While some team owners have expressed limited interest in making the trek to Argentina, others have been supportive of the concept. Miles says the event, if it moves forward, presents the possibility for its teams to earn a profit through subsidized travel costs and increased payments to those who’ve earned the 22 Leaders Circle contracts which provide almost $1 million in guaranteed prize money.

“[The] characterization of the reactions in the paddock are pretty good,” he said. “There’s a couple who say, ‘Well, the money doesn’t really move the needle for us.’ For most, they think that it’s quite helpful. It could be, in total, a meaningful increase in the Leaders Circle. For example, if we put $200,000 into the Leaders Circle per car, and if we only took 22 cars, for the Leaders Circle teams, it’s $4.4 million, which is a healthy increase in the total compensation.

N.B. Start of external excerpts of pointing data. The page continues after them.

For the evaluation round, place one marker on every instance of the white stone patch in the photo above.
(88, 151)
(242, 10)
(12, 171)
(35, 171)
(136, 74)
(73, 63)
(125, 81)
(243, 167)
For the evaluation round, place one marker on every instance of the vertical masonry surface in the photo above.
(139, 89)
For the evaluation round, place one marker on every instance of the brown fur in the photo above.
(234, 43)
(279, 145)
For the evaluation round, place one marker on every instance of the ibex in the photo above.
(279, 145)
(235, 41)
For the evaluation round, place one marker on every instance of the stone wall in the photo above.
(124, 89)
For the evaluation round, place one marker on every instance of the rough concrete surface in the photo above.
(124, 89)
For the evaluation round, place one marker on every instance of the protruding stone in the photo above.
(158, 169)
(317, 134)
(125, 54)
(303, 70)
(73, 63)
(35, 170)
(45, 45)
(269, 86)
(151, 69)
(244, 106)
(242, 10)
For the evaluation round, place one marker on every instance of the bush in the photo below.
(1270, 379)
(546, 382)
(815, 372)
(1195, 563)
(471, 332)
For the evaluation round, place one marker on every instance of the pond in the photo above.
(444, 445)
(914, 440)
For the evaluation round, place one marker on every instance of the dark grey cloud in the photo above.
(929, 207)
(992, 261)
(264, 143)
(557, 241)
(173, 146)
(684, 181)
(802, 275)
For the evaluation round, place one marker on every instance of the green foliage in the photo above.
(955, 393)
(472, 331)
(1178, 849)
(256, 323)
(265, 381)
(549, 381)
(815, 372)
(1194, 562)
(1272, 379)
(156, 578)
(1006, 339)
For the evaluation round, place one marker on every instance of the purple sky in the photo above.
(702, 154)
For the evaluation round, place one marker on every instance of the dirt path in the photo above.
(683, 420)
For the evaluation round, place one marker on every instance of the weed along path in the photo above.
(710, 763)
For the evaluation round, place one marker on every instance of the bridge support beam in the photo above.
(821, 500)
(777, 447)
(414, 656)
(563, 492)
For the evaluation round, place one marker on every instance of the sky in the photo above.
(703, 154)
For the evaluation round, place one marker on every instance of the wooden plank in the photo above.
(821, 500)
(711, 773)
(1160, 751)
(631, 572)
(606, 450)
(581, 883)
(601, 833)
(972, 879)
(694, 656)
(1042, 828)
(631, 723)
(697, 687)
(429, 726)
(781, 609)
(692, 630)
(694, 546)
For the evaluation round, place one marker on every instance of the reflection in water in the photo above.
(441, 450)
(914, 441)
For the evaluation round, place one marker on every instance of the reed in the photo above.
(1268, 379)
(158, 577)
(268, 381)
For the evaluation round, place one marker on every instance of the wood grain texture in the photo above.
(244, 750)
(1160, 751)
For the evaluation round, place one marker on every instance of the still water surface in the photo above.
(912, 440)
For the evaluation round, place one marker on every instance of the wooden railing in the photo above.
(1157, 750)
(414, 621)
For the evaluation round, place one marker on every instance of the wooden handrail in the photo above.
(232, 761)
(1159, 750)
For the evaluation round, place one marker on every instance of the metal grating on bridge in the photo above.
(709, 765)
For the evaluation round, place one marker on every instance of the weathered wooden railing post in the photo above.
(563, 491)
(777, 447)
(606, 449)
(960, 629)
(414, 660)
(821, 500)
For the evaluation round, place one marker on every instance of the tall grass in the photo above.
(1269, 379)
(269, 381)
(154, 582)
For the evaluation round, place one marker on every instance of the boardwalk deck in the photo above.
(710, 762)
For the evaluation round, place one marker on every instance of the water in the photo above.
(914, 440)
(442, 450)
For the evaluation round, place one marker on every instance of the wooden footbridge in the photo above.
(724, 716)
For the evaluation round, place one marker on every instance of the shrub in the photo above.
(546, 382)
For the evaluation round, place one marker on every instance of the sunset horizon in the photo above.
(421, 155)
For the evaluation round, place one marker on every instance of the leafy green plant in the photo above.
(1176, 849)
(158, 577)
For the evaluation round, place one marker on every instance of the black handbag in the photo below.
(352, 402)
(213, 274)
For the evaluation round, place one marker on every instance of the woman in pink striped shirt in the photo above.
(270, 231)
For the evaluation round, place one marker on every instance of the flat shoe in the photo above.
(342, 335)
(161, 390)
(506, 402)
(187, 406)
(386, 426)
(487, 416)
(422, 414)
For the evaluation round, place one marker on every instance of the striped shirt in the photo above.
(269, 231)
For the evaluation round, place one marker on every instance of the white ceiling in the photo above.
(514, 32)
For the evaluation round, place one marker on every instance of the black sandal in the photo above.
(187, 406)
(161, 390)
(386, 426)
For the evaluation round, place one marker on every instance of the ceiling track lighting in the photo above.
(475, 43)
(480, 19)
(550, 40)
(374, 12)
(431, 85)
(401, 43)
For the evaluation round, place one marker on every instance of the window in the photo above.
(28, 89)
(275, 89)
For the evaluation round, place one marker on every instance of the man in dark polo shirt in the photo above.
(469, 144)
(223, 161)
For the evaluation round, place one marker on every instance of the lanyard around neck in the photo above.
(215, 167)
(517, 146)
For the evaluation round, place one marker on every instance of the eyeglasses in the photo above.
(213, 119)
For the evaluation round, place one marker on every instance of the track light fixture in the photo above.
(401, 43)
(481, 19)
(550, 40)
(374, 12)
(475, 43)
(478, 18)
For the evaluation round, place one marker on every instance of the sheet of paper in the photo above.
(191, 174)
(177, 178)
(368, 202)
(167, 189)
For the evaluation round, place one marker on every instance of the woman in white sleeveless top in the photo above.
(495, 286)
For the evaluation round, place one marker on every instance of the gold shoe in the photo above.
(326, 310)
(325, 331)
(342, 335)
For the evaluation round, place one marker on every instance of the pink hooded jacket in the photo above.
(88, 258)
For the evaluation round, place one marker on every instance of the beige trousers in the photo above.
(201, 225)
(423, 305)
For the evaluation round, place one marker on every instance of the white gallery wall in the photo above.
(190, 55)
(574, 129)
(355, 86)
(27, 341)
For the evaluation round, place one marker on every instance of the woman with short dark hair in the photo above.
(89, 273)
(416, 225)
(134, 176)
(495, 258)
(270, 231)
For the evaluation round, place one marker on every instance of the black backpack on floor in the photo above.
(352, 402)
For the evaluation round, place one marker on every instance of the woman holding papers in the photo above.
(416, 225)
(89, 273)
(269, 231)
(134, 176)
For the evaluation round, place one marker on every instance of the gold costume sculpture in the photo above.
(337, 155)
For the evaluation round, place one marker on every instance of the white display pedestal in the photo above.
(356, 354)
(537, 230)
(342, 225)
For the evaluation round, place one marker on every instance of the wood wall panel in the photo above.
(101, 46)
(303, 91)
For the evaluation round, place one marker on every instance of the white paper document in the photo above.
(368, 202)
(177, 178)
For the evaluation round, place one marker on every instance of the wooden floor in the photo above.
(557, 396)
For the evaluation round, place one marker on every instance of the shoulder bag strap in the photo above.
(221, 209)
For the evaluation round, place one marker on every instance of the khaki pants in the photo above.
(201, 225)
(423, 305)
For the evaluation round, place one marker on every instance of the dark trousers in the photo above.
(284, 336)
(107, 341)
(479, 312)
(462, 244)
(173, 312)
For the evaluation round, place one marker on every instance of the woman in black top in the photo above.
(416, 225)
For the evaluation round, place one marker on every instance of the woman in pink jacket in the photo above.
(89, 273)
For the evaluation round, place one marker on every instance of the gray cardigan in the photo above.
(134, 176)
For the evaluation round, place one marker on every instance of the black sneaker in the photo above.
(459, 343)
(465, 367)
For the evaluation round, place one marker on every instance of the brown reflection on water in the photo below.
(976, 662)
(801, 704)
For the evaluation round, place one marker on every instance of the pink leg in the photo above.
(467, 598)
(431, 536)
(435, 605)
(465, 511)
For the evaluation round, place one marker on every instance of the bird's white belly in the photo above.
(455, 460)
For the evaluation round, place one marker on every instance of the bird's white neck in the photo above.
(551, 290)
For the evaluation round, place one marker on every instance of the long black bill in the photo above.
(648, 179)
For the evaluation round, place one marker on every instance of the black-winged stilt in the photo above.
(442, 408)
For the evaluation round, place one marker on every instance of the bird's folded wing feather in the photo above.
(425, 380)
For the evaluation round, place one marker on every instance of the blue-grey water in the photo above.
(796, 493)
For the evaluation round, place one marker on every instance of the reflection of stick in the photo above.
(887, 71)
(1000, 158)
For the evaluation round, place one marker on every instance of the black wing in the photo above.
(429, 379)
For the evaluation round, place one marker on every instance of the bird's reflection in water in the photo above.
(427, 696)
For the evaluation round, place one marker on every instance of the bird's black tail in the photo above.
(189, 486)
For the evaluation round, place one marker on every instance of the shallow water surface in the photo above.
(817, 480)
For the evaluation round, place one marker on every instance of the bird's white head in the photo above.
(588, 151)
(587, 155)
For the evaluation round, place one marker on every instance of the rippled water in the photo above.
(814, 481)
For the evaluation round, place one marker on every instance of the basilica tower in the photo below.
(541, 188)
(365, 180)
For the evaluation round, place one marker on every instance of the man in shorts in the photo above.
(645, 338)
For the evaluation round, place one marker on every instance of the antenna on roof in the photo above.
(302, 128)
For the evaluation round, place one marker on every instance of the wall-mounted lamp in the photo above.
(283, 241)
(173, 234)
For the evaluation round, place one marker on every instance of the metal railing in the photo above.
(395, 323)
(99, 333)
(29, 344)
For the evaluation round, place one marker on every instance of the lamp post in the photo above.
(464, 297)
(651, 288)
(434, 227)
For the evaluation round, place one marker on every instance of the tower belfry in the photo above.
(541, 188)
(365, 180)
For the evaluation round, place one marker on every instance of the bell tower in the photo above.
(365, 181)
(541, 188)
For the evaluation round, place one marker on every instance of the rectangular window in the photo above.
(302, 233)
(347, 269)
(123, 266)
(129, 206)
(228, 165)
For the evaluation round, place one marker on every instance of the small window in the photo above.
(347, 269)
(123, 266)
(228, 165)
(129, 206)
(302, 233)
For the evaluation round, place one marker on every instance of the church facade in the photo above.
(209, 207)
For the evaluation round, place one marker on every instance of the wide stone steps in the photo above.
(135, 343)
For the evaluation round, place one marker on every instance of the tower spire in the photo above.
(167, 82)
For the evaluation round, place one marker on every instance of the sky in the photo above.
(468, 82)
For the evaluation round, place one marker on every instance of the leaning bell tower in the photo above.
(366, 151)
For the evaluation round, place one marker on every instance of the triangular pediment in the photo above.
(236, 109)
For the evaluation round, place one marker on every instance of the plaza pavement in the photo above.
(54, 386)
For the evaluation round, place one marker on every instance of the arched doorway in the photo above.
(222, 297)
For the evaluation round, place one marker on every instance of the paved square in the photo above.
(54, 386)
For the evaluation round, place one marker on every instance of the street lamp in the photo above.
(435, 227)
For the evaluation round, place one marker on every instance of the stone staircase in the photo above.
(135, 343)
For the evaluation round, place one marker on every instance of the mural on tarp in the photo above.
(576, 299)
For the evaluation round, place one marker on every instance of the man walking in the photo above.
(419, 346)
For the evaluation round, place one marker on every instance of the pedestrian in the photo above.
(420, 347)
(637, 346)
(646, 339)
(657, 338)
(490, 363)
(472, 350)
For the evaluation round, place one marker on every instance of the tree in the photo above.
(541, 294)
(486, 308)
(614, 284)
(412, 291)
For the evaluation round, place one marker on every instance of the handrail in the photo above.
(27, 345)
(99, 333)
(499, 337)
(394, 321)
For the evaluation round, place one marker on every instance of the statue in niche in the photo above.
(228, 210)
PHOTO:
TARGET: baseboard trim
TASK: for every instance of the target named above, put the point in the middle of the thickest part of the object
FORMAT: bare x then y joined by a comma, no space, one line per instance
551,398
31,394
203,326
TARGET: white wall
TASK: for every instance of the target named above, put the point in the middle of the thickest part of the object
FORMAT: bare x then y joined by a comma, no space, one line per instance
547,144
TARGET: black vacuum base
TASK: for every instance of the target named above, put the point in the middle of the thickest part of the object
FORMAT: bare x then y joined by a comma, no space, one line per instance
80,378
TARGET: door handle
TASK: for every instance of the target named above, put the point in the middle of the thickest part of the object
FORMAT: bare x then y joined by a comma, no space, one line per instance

“And I’m not saying that the money [will] be limited to 22. But I think it’s a meaningful amount of money, especially when you consider we wouldn’t do it if the organizer didn’t also pay for all the costs to get the cars, the freight, the teams, the people [there], the room and board. I’m not saying they’d have zero costs, because crashes and things happen, but the logistical and travel costs, all of that would be paid. So whatever is added to that Leaders Circle for an event like this, in our minds, it would be additive, and really quite helpful.”